KEYSTONE/EPA/OLIVIER SANCHEZ

(sda-ats)

Plébiscités dimanche lors d'un scrutin local, les nationalistes corses ont demandé lundi l'ouverture de "discussions" avec Paris en vue d'une plus grande autonomie pour l'île méditerranéenne. Ils ont exclu l'indépendance dans l'immédiat.

"Nous ne sommes pas dans la même séquence que la Catalogne", où les indépendantistes veulent définitivement rompre les amarres avec Madrid, a commenté Jean-Guy Talamoni lundi à la radio France Inter. "Mais nous travaillons pour l'émancipation de la Corse", a-t-il ajouté.

Le leader indépendantiste a salué le "raz-de-marée démocratique" réussi par la coalition nationaliste avec les autonomistes de Gilles Simeoni lors du premier tour de cette élection visant à réunir au sein d'une Collectivité territoriale unique une île représentée jusque-là par deux départements et une région.

Avec 45,36% des voix, leur liste commune baptisée Pè a Corsica (Pour la Corse) a largement devancé la droite régionaliste (14,97%), le parti de droite Les Républicains (12,77%) et la liste du parti présidentiel d'Emmanuel Macron La République en Marche (11,26%). Le deuxième tour dimanche est largement promis aux nationalistes qui n'étaient encore jamais apparus aussi forts dans les urnes, avec pour seul bémol un faible taux de participation (52,17%).

"Ouvrir le dialogue"

"C'est un raz-de-marée démocratique", a réagi Gilles Simeoni. Il a souhaité aussitôt que "Paris accepte enfin d'ouvrir le dialogue".

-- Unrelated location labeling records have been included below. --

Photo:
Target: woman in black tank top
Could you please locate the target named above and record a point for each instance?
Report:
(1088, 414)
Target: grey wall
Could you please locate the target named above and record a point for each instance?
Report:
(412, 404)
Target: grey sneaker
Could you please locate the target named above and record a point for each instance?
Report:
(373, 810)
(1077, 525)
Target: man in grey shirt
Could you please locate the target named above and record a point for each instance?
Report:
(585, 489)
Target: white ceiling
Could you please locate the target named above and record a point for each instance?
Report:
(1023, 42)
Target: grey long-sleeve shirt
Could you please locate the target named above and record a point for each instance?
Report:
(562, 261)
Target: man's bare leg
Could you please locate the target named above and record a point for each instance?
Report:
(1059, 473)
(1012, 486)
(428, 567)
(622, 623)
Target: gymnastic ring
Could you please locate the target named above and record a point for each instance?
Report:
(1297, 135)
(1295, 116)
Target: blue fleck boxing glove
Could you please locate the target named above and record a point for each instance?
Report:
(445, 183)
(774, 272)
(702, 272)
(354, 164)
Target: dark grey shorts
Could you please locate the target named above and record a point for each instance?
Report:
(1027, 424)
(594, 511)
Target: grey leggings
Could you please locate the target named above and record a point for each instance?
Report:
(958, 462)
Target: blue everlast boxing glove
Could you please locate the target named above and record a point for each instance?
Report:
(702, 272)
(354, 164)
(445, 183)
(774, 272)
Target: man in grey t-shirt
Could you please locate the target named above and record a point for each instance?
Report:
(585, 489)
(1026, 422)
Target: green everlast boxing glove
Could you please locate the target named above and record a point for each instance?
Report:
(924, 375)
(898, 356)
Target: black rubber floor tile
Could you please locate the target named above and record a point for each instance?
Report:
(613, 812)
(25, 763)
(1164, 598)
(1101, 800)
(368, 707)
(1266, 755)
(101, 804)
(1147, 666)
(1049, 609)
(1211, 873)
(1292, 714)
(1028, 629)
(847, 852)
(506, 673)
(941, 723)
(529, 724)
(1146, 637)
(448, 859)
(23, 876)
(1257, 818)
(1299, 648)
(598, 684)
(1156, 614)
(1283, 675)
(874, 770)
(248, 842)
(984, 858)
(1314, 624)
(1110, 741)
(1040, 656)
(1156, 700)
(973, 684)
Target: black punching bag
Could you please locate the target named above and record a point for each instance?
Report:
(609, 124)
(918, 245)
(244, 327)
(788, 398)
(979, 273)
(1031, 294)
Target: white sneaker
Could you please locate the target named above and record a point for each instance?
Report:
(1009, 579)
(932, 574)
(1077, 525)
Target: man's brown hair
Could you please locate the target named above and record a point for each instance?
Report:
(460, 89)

Les autonomistes et les indépendantistes réclament l'obtention d'un véritable statut d'autonomie dans les trois ans et sa mise en oeuvre effective dans les dix ans. Ils demandent aussi la coofficialité de la langue corse, la reconnaissance du statut de résidents corses et l'amnistie pour les "prisonniers politiques".

La question de l'indépendance n'est, elle, pas à l'ordre du jour sur une île qui a retrouvé un semblant de stabilité après des décennies marquées par plus de 4500 attentats revendiqués par le Front de libération nationale de la Corse (FLNC). Cette organisation armée clandestine avait annoncé en juin 2014 le dépôt des armes afin de favoriser une évolution politique en Corse qui compte 330'000 habitants et pèse 0,4% du PIB national.

"Les indépendantistes aujourd'hui inscrivent leur action dans un cadre exclusivement démocratique et disent que ce sont les Corses qui décideront. Si les Corses ne veulent d'indépendance, il n'y aura pas d'indépendance", rappelle le leader autonomiste Gilles Simeoni.

L'indépendantiste Jean-Guy Talmoni reconnaît que "l'idée indépendantiste est toujours minoritaire". Il ajoute toutefois que "si les Corses le veulent dans 10 ou 15 ans, personne ne pourra s'y opposer."